Claim Detection in Biomedical Twitter Posts
- URL: http://arxiv.org/abs/2104.11639v1
- Date: Fri, 23 Apr 2021 14:45:31 GMT
- Title: Claim Detection in Biomedical Twitter Posts
- Authors: Amelie W\"uhrl and Roman Klinger
- Abstract summary: False information on biomedical topics can be particularly dangerous.
We aim to fill this research gap and annotate a corpus of 1200 tweets for implicit and explicit biomedical claims.
We develop baseline models which detect tweets that contain a claim automatically.
- Score: 11.335643770130238
- License: http://creativecommons.org/licenses/by/4.0/
- Abstract: Social media contains unfiltered and unique information, which is potentially
of great value, but, in the case of misinformation, can also do great harm.
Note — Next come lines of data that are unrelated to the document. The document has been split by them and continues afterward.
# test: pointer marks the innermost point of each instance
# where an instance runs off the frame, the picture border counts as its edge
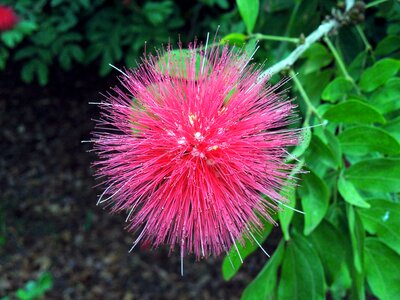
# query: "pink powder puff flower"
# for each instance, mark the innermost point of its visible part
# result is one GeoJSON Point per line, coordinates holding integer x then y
{"type": "Point", "coordinates": [8, 18]}
{"type": "Point", "coordinates": [188, 143]}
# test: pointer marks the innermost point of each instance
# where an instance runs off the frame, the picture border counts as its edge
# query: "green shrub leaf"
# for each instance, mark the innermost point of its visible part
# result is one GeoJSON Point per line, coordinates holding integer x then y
{"type": "Point", "coordinates": [357, 235]}
{"type": "Point", "coordinates": [354, 111]}
{"type": "Point", "coordinates": [388, 45]}
{"type": "Point", "coordinates": [382, 269]}
{"type": "Point", "coordinates": [302, 274]}
{"type": "Point", "coordinates": [286, 214]}
{"type": "Point", "coordinates": [379, 74]}
{"type": "Point", "coordinates": [328, 241]}
{"type": "Point", "coordinates": [375, 175]}
{"type": "Point", "coordinates": [237, 39]}
{"type": "Point", "coordinates": [350, 193]}
{"type": "Point", "coordinates": [264, 285]}
{"type": "Point", "coordinates": [314, 199]}
{"type": "Point", "coordinates": [387, 98]}
{"type": "Point", "coordinates": [245, 250]}
{"type": "Point", "coordinates": [248, 10]}
{"type": "Point", "coordinates": [383, 219]}
{"type": "Point", "coordinates": [337, 89]}
{"type": "Point", "coordinates": [362, 140]}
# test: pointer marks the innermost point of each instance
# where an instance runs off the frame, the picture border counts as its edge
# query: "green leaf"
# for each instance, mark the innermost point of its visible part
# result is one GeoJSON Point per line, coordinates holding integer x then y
{"type": "Point", "coordinates": [379, 74]}
{"type": "Point", "coordinates": [248, 10]}
{"type": "Point", "coordinates": [382, 269]}
{"type": "Point", "coordinates": [237, 39]}
{"type": "Point", "coordinates": [286, 215]}
{"type": "Point", "coordinates": [388, 45]}
{"type": "Point", "coordinates": [361, 140]}
{"type": "Point", "coordinates": [322, 152]}
{"type": "Point", "coordinates": [353, 111]}
{"type": "Point", "coordinates": [245, 250]}
{"type": "Point", "coordinates": [383, 219]}
{"type": "Point", "coordinates": [337, 89]}
{"type": "Point", "coordinates": [317, 57]}
{"type": "Point", "coordinates": [158, 12]}
{"type": "Point", "coordinates": [375, 175]}
{"type": "Point", "coordinates": [26, 27]}
{"type": "Point", "coordinates": [11, 38]}
{"type": "Point", "coordinates": [387, 98]}
{"type": "Point", "coordinates": [350, 193]}
{"type": "Point", "coordinates": [299, 150]}
{"type": "Point", "coordinates": [302, 274]}
{"type": "Point", "coordinates": [357, 235]}
{"type": "Point", "coordinates": [314, 199]}
{"type": "Point", "coordinates": [264, 285]}
{"type": "Point", "coordinates": [328, 242]}
{"type": "Point", "coordinates": [36, 289]}
{"type": "Point", "coordinates": [393, 127]}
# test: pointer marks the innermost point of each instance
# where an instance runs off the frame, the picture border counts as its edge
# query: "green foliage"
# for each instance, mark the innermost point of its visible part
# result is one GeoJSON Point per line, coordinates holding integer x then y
{"type": "Point", "coordinates": [249, 11]}
{"type": "Point", "coordinates": [61, 34]}
{"type": "Point", "coordinates": [264, 285]}
{"type": "Point", "coordinates": [346, 245]}
{"type": "Point", "coordinates": [35, 289]}
{"type": "Point", "coordinates": [353, 111]}
{"type": "Point", "coordinates": [382, 269]}
{"type": "Point", "coordinates": [302, 274]}
{"type": "Point", "coordinates": [233, 261]}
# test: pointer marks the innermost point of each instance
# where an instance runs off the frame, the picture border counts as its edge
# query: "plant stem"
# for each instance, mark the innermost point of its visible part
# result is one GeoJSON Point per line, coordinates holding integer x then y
{"type": "Point", "coordinates": [260, 36]}
{"type": "Point", "coordinates": [307, 101]}
{"type": "Point", "coordinates": [340, 63]}
{"type": "Point", "coordinates": [337, 57]}
{"type": "Point", "coordinates": [374, 3]}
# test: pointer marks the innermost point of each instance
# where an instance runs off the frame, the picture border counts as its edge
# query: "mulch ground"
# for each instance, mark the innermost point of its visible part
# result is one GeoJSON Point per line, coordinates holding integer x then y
{"type": "Point", "coordinates": [48, 197]}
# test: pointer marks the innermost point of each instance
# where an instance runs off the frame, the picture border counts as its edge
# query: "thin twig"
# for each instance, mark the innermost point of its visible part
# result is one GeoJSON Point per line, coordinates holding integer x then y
{"type": "Point", "coordinates": [322, 30]}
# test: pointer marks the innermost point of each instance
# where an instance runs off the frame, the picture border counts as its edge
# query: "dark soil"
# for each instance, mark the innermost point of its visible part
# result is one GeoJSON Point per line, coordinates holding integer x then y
{"type": "Point", "coordinates": [48, 198]}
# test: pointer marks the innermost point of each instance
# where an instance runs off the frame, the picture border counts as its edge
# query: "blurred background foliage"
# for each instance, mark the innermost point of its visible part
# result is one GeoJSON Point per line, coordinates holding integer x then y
{"type": "Point", "coordinates": [347, 243]}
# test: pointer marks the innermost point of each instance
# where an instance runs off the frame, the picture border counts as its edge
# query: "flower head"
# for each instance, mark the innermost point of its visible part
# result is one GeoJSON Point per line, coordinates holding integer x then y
{"type": "Point", "coordinates": [8, 18]}
{"type": "Point", "coordinates": [189, 143]}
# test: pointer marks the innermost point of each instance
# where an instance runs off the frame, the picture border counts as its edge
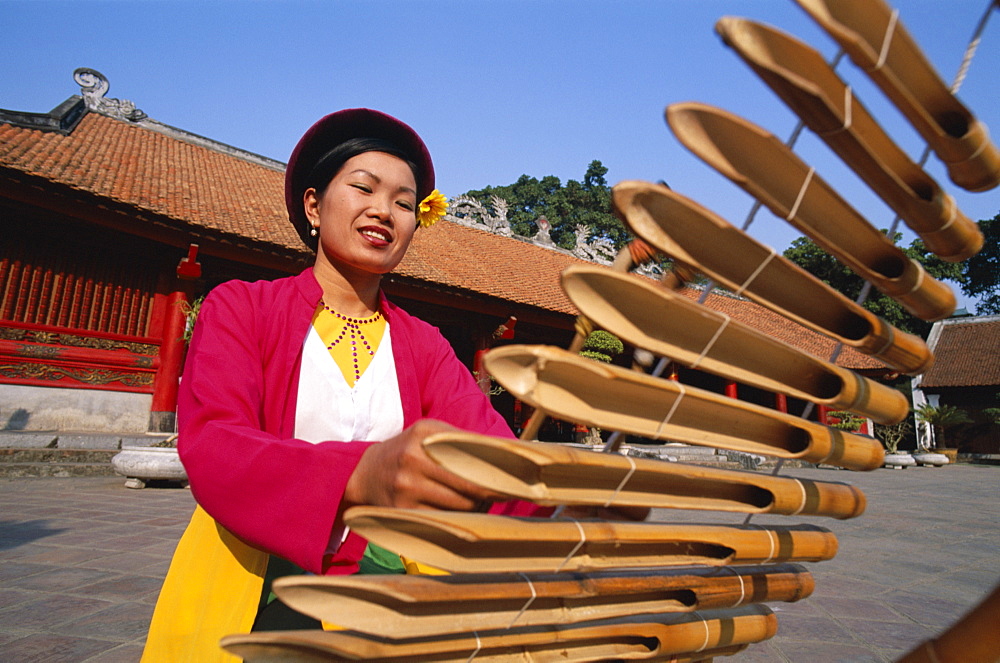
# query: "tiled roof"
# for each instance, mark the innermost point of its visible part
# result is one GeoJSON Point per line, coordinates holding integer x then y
{"type": "Point", "coordinates": [462, 257]}
{"type": "Point", "coordinates": [967, 353]}
{"type": "Point", "coordinates": [193, 184]}
{"type": "Point", "coordinates": [156, 173]}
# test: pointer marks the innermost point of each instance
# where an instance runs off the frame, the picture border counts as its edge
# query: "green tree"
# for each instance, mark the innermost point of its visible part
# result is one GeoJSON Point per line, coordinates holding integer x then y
{"type": "Point", "coordinates": [806, 254]}
{"type": "Point", "coordinates": [981, 278]}
{"type": "Point", "coordinates": [587, 203]}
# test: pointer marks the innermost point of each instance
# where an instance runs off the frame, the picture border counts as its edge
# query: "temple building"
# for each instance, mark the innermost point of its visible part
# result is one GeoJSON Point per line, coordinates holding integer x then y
{"type": "Point", "coordinates": [114, 224]}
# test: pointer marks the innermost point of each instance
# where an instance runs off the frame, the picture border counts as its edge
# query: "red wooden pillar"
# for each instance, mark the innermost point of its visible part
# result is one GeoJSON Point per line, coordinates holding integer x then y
{"type": "Point", "coordinates": [179, 288]}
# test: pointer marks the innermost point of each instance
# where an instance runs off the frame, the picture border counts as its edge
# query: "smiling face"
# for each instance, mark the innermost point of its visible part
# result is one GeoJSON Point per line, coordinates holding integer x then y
{"type": "Point", "coordinates": [366, 216]}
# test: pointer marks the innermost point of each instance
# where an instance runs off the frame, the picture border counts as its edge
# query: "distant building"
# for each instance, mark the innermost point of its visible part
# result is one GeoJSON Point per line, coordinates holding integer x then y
{"type": "Point", "coordinates": [966, 374]}
{"type": "Point", "coordinates": [113, 222]}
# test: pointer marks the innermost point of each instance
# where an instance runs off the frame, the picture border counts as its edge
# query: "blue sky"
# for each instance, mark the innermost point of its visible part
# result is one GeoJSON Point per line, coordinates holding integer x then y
{"type": "Point", "coordinates": [497, 89]}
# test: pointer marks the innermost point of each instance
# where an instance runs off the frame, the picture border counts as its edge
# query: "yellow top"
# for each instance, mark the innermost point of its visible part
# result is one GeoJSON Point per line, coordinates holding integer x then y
{"type": "Point", "coordinates": [352, 342]}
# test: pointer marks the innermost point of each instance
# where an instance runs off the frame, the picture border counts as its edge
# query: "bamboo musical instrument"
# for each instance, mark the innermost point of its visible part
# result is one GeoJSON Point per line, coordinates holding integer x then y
{"type": "Point", "coordinates": [416, 605]}
{"type": "Point", "coordinates": [800, 76]}
{"type": "Point", "coordinates": [582, 390]}
{"type": "Point", "coordinates": [974, 638]}
{"type": "Point", "coordinates": [684, 229]}
{"type": "Point", "coordinates": [460, 542]}
{"type": "Point", "coordinates": [763, 166]}
{"type": "Point", "coordinates": [641, 637]}
{"type": "Point", "coordinates": [671, 325]}
{"type": "Point", "coordinates": [552, 474]}
{"type": "Point", "coordinates": [301, 647]}
{"type": "Point", "coordinates": [879, 44]}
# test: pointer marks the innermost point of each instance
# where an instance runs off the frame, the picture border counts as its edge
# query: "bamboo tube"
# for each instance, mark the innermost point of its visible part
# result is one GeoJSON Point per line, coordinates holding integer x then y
{"type": "Point", "coordinates": [553, 474]}
{"type": "Point", "coordinates": [582, 390]}
{"type": "Point", "coordinates": [416, 605]}
{"type": "Point", "coordinates": [763, 166]}
{"type": "Point", "coordinates": [460, 542]}
{"type": "Point", "coordinates": [304, 647]}
{"type": "Point", "coordinates": [877, 41]}
{"type": "Point", "coordinates": [683, 229]}
{"type": "Point", "coordinates": [974, 638]}
{"type": "Point", "coordinates": [671, 325]}
{"type": "Point", "coordinates": [643, 637]}
{"type": "Point", "coordinates": [800, 76]}
{"type": "Point", "coordinates": [624, 261]}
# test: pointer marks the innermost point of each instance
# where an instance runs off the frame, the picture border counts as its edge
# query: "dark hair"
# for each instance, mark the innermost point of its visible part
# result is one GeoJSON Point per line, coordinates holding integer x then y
{"type": "Point", "coordinates": [330, 163]}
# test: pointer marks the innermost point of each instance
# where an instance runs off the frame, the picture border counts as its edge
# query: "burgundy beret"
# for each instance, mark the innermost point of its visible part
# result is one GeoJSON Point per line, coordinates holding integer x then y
{"type": "Point", "coordinates": [341, 126]}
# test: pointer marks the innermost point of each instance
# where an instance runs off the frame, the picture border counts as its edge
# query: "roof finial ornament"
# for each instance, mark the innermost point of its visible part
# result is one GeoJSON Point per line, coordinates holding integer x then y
{"type": "Point", "coordinates": [93, 86]}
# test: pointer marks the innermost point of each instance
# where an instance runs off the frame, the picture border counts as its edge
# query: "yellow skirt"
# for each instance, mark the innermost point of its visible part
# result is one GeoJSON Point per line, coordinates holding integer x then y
{"type": "Point", "coordinates": [212, 589]}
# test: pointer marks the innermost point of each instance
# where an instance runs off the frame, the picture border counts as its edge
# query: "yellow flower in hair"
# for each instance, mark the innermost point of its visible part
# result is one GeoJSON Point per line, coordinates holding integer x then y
{"type": "Point", "coordinates": [431, 209]}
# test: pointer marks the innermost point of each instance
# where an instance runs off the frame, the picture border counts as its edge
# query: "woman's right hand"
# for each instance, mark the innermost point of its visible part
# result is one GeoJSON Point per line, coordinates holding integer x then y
{"type": "Point", "coordinates": [399, 473]}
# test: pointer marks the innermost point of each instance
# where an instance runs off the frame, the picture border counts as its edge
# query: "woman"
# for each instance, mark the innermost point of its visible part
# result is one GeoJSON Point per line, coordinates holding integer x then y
{"type": "Point", "coordinates": [304, 396]}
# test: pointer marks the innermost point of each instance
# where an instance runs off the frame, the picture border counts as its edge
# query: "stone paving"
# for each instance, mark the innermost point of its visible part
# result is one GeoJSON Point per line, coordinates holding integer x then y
{"type": "Point", "coordinates": [81, 561]}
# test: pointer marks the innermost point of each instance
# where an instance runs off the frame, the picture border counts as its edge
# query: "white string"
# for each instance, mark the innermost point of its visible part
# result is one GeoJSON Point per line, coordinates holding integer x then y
{"type": "Point", "coordinates": [802, 194]}
{"type": "Point", "coordinates": [718, 332]}
{"type": "Point", "coordinates": [887, 40]}
{"type": "Point", "coordinates": [848, 110]}
{"type": "Point", "coordinates": [757, 271]}
{"type": "Point", "coordinates": [770, 537]}
{"type": "Point", "coordinates": [707, 632]}
{"type": "Point", "coordinates": [677, 401]}
{"type": "Point", "coordinates": [982, 145]}
{"type": "Point", "coordinates": [951, 219]}
{"type": "Point", "coordinates": [583, 539]}
{"type": "Point", "coordinates": [888, 342]}
{"type": "Point", "coordinates": [743, 588]}
{"type": "Point", "coordinates": [931, 652]}
{"type": "Point", "coordinates": [534, 595]}
{"type": "Point", "coordinates": [479, 645]}
{"type": "Point", "coordinates": [624, 481]}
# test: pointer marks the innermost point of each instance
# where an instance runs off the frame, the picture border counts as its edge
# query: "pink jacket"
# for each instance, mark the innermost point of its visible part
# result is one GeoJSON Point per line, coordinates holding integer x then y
{"type": "Point", "coordinates": [236, 414]}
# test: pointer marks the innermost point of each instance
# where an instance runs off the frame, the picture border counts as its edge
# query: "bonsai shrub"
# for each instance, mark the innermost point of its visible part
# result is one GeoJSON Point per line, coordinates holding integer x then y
{"type": "Point", "coordinates": [602, 346]}
{"type": "Point", "coordinates": [845, 420]}
{"type": "Point", "coordinates": [941, 417]}
{"type": "Point", "coordinates": [892, 435]}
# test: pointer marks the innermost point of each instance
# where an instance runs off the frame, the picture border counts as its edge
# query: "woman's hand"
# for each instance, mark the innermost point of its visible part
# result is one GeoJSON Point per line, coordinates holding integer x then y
{"type": "Point", "coordinates": [399, 473]}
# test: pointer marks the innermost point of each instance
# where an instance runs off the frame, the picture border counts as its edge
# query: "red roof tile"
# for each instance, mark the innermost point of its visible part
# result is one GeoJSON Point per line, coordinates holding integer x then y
{"type": "Point", "coordinates": [156, 173]}
{"type": "Point", "coordinates": [967, 353]}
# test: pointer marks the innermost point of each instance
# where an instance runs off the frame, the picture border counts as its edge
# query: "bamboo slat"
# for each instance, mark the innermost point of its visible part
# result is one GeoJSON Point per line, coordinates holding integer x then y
{"type": "Point", "coordinates": [974, 638]}
{"type": "Point", "coordinates": [416, 605]}
{"type": "Point", "coordinates": [553, 474]}
{"type": "Point", "coordinates": [687, 231]}
{"type": "Point", "coordinates": [878, 43]}
{"type": "Point", "coordinates": [642, 637]}
{"type": "Point", "coordinates": [763, 166]}
{"type": "Point", "coordinates": [671, 325]}
{"type": "Point", "coordinates": [581, 390]}
{"type": "Point", "coordinates": [460, 542]}
{"type": "Point", "coordinates": [800, 76]}
{"type": "Point", "coordinates": [291, 647]}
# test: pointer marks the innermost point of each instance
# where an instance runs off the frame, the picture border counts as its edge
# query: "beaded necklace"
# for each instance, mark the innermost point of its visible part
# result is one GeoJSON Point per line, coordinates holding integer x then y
{"type": "Point", "coordinates": [352, 342]}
With regards to biomedical topics, false information can be particularly
dangerous. Methods of automatic fact-checking and fake news detection address
this problem, but have not been applied to the biomedical domain in social
media yet. We aim to fill this research gap and annotate a corpus of 1200
tweets for implicit and explicit biomedical claims (the latter also with span
annotations for the claim phrase). With this corpus, which we sample to be
related to COVID-19, measles, cystic fibrosis, and depression, we develop
baseline models which detect tweets that contain a claim automatically. Our
analyses reveal that biomedical tweets are densely populated with claims (45 %
in a corpus sampled to contain 1200 tweets focused on the domains mentioned
above). Baseline classification experiments with embedding-based classifiers
and BERT-based transfer learning demonstrate that the detection is challenging,
however, shows acceptable performance for the identification of explicit
expressions of claims. Implicit claim tweets are more challenging to detect.